Well, that was a step up from cutting off my breasts.
Roxanne helped hold Alyssa's phone where she could see it and type. The screen was cracked. I wondered if that had happened before or after her face.
I murmured, "If there's anything else you want to tell me. For example, if you were sexually assaulted—"
She winced and wrote one word.
NO
Well, thanks be for that. Andrea and I exchanged a look.
I said, "You know, if you ever need to call 911, and your broken screen is glitchy, you can activate it with other keys. On my phone, if I press and hold the power button and a volume button, I’ll get emergency services. Even if you can’t talk, they’ll send someone."
Alyssa tapped on more keys, and Roxanne turned the damaged screen toward me. I squinted to read the letters behind broken glass.
just xray me
"I'll do that too," I said, silently adding, After your pregnancy test. "Do you want anything for pain while you're waiting?" We should take her urine test beforehand, so that it didn't pick up iatrogenic (hospital-given) narcotic
s.
Alyssa blinked in agreement before she moved on to the more crucial bit.
I'm going home
"No. You're probably going to be here all night."
no way
I sighed.
"Look," said Kris, in a no-nonsense mom voice. "You're here for us to help you. Let us help you."

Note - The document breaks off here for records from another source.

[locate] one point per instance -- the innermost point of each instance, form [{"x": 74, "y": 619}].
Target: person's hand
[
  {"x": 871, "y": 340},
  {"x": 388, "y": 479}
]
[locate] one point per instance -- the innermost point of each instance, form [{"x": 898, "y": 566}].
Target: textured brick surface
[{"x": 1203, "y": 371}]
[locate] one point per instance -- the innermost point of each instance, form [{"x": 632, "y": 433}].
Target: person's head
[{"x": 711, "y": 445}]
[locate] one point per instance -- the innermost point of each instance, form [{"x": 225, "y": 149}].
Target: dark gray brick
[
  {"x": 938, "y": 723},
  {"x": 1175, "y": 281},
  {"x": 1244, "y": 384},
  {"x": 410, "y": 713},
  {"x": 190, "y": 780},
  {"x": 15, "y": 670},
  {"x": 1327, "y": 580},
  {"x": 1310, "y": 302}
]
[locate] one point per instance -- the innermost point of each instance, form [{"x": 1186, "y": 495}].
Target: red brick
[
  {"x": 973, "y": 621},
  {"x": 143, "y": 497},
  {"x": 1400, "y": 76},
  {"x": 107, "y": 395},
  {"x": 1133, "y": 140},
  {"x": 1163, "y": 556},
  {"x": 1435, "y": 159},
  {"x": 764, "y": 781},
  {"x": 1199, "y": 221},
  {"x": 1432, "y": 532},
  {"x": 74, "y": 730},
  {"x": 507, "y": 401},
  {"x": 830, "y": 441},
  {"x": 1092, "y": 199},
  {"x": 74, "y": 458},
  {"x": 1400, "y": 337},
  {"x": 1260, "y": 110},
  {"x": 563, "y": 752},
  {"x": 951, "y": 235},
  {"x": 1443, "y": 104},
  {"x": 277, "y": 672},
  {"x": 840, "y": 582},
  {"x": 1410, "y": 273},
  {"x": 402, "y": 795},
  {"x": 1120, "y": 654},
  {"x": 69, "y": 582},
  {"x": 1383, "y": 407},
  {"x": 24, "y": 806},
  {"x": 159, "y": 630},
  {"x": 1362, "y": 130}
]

Alyssa pursed her torn lips.
I said, "Alyssa, I have to test you. I have to scan your head and neck, I have to X-ray your body, I have to check your throat, sew up any lacerations, and splint any fractures. If anything is too serious, you're going to a trauma centre, and you probably won't be out for days."
She closed her eyes. The lids fused so tightly, I couldn't be sure, but I thought tears shone behind them.
She was hurt, she was tired, and she was alone.
I said, more gently, "Trust us, okay?"
She tried to shake her head before all four of us roared, "Don't shake your head. Say yes or no!"
Finally, Alyssa let Kris count to three while the two other nurses rolled her.
I ran my fingers down Alyssa's spine. She didn't seem to have any point tenderness on her thoracic, lumbar, or sacral spine, but she had bruises on her back, her legs, and her arms.
"Okay. Now I'm going to do the part that nobody likes. It's a finger in your bum."
"No!"
"It's more uncomfortable than painful. I use lubrication," I said. Roxanne had already torn open a pack of Muco Gel and squeezed it on the disposable square piqué pad covering the mattress. I mouthed my thanks at her as I double-gloved, smeared my index finger in gel, and gently inserted it in her rectum, searching for a tear, blood, or a mass.
She cried out.
"I know," said Kris. "Almost done. Almost there. Hang in there."
"I'm sorry. No blood," I reported to the nurses, and threw away my soiled glove. That was why I wore two for the rectal exams.
Andrea helped pull up Alyssa's pants while I searched for words. My mind was locked on an emergency medicine article my friend Tori had showed me, "Non-fatal strangulation is an important risk factor for homicide of women."